Lavinya Dergisi
105. NOLU YOLCU
Ne yapmalıydı ya da en baştan alalım. Nereden başlamalıydı, bazı yorgunluklarımın kırıntıları hala vücudumda mı? Bazı yolculuklardan geriye kalan, valizime yapıştırılan, yolcu bilgilendirme kâğıtlarının izi hala duruyordu. Pasaportumdan silemeyeceğim yerlerin damgaları sanki daha belirginleştirilmişti, gözüme sokar gibi. Pişman mıydım ki? Galiba hayır. Çıkmadığım yolculukların bile valiz tekerleğinin izleri vardı parkemde.
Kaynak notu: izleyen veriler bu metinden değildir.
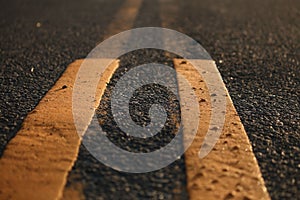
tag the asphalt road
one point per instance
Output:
(256, 45)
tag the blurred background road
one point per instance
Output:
(256, 45)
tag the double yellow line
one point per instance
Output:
(36, 162)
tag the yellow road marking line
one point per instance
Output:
(230, 170)
(37, 160)
(124, 18)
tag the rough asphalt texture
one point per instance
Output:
(255, 43)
Yanlış ilerleyen zamanların kurbanıydım çünkü. Yanlış ilerleyen anların ise katili. İkimiz de aslında birbirimizin katili ve düşmanıydık. İkimiz de ölmüş müydük peki? Bilemiyorum. Ama zaman kavramında kaybettiğim biletlerin yasını değil, saadetini yaşama anları gelip çatmıştı. O kadar istemiştim ki o trene binmeyi. O kadar istemiştim ki o minik penceresinden beni tanımayan diğer yolcu yakınlarına el sallamayı. O trene binmedim. O tren yola çıktı mı haberim yok. Artık tren yolculuklarını sevmiyorum. Artık küçük pencereleri sevmiyorum. Ne yapmalıydı peki şimdi? Bir daha trene binmeyecek miydim? Yok yok o kadar korkak değilimdir ya, ya da o kadar korkusuz. Önce tren istasyonuna gitmekle başlayacağım.